The random effect of the model (Random) was characterized by the following: Ai. The degrees of freedom were corrected by DDFM= kr. The data obtained were subjected to analysis of variance using the Proc Mixed command of SAS, version 9.0 (Statistical Analytical Systems [SAS], 2012), adopting a significance level of 5% and the t test to evaluate the treatment means.

Results

Productive performance

No difference (P > 0.05) in final weight was detected between the experimental groups (Table 2).

Heifers supplemented with deactivated soybeans showed better feed conversion than did those in the Cont group (P < 0.05); however, no significant differences in concentrate consumption were observed between the experimental groups, as shown in Figure 1.

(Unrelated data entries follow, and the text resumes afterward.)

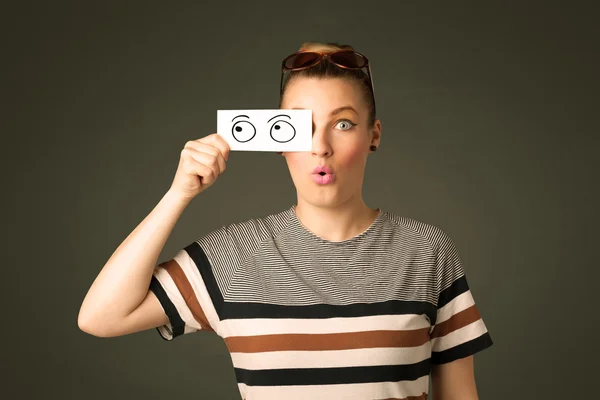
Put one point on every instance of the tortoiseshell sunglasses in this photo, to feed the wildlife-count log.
(347, 59)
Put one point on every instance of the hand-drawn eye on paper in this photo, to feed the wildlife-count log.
(243, 131)
(282, 131)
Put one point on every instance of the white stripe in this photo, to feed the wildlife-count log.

A significant difference in feed conversion was observed between treatments (P < 0.05). Heifers supplemented with deactivated soy in the concentrate achieved greater daily weight gain and better feed conversion than did the Cont group throughout the entire experimental period, as shown in the graph in Figure 2.

No significant difference was detected between the experimental groups (P > 0.05) for concentrate consumption in the evaluation periods presented below or for the average concentrate consumption, as illustrated in Figure 3.

Carcass yield

There was a significant difference (P < 0.05) in the attributes of carcass yield, the control concentrates, and the Bochi ratio with the addition of deactivated soybeans, which presented greater average weight gain, arroba, subcutaneous fat thickness, and loin eye area (Table 3).

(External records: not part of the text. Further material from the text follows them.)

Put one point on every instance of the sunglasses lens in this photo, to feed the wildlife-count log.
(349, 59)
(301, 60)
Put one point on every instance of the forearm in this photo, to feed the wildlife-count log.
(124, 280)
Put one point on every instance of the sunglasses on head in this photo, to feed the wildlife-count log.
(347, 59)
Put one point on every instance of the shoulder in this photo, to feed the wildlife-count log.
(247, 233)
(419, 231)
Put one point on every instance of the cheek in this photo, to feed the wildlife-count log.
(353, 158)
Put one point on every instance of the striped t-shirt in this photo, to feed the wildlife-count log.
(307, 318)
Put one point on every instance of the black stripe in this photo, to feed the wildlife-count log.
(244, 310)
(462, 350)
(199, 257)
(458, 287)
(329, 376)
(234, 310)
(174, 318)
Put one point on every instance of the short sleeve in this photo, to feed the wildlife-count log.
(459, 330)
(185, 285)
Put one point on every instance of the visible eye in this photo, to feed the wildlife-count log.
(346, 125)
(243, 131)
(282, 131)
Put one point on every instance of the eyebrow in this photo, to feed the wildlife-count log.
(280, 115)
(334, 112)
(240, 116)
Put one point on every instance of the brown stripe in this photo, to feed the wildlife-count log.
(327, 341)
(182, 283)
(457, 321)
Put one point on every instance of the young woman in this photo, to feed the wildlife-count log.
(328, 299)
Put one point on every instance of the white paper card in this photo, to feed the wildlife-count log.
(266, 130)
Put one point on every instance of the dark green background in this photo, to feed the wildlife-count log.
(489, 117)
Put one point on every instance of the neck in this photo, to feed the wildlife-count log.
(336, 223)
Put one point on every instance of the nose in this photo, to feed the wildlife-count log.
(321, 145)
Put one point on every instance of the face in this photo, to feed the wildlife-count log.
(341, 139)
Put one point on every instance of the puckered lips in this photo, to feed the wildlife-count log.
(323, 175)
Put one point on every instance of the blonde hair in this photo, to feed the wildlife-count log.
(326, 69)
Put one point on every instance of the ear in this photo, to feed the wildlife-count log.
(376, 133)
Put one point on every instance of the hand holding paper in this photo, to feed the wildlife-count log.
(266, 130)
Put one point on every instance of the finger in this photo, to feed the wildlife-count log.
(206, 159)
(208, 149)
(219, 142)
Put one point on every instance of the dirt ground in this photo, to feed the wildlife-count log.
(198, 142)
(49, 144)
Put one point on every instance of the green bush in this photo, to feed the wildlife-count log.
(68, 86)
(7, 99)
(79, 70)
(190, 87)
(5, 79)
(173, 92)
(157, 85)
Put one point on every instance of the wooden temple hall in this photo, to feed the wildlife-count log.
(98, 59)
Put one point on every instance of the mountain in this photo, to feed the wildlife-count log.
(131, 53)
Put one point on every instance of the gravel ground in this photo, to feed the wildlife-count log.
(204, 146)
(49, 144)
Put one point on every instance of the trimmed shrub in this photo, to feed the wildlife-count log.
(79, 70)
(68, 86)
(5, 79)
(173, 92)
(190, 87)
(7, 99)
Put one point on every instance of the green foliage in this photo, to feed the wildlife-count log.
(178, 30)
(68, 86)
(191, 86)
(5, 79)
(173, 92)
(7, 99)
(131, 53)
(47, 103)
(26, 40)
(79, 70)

The results suggest that the ‘Bocchi’ diet, with the addition of deactivated soybeans, provided a higher carcass weight, a greater arroba value, and a greater carcass yield than the ‘Cont’ diet.

Food costs

The food costs are described in Table 4. The experimental treatment had a lower cost (in dollars) than the control diet.

In summary, the Bocchi diet resulted in lower food costs than did the Cont diet after 90 days. These costs can have significant implications for the economic viability of different diets and represent an important factor to be considered when evaluating the experiment.

Discussion

Productive performance

The daily weight gain of heifers supplemented with deactivated soy in the diet was greater than that of the Cont group. Supplementation with deactivated soy provided a 23.03% greater weight gain for heifers on the Bocchi diet than for those on the nonsupplemented diet. Likewise, heifers supplemented with deactivated soy showed better conversion than did those in the Cont group; however, no significant difference in concentrate consumption was observed between the experimental groups.

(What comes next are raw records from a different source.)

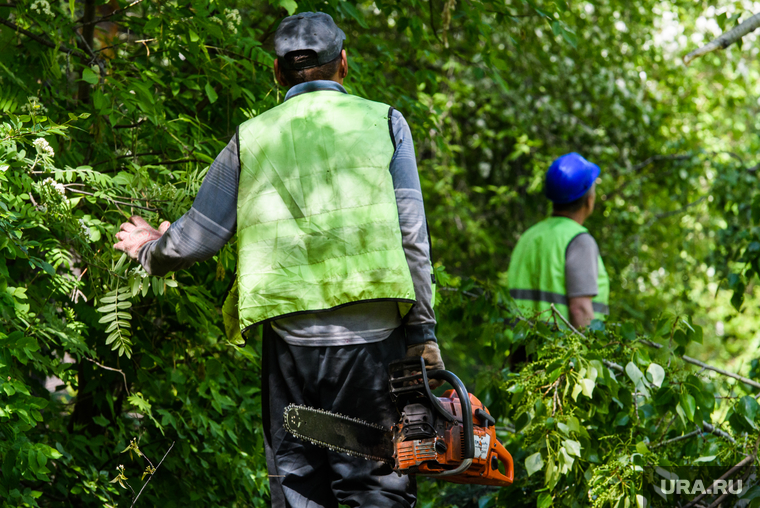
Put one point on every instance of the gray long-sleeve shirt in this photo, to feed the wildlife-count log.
(211, 222)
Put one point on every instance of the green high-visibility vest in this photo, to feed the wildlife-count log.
(317, 220)
(536, 275)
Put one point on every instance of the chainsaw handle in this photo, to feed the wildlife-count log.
(468, 453)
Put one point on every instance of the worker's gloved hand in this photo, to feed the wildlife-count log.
(136, 233)
(432, 355)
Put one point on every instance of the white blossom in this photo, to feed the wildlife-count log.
(85, 228)
(33, 107)
(43, 148)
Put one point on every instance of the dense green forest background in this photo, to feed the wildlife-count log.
(133, 100)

The increased performance of animals supplemented with deactivated soybeans can be attributed to the higher energy content of the Bochi concentrate compared to that of the control concentrate. This is explained by the high biological value of soy, which, when added to the diet, is better absorbed in animal metabolism. The oilseed soybean has a high energy value in its composition, coming mainly from the oil present in the grain, increasing its TDN content, which can reach 95% of TDN (Valadares Filho, 2006). In addition, after the deactivation process, there is an increase in the PNDR fraction of the grain, which can contribute to the metabolism, development, and performance of animals. In pasture finishing systems, the provision of an energy source combined with a protein source becomes an important tool for animal performance since grasses have low nutritional value that can negatively influence performance due to nutrient deficits (Detmann et al., 2005).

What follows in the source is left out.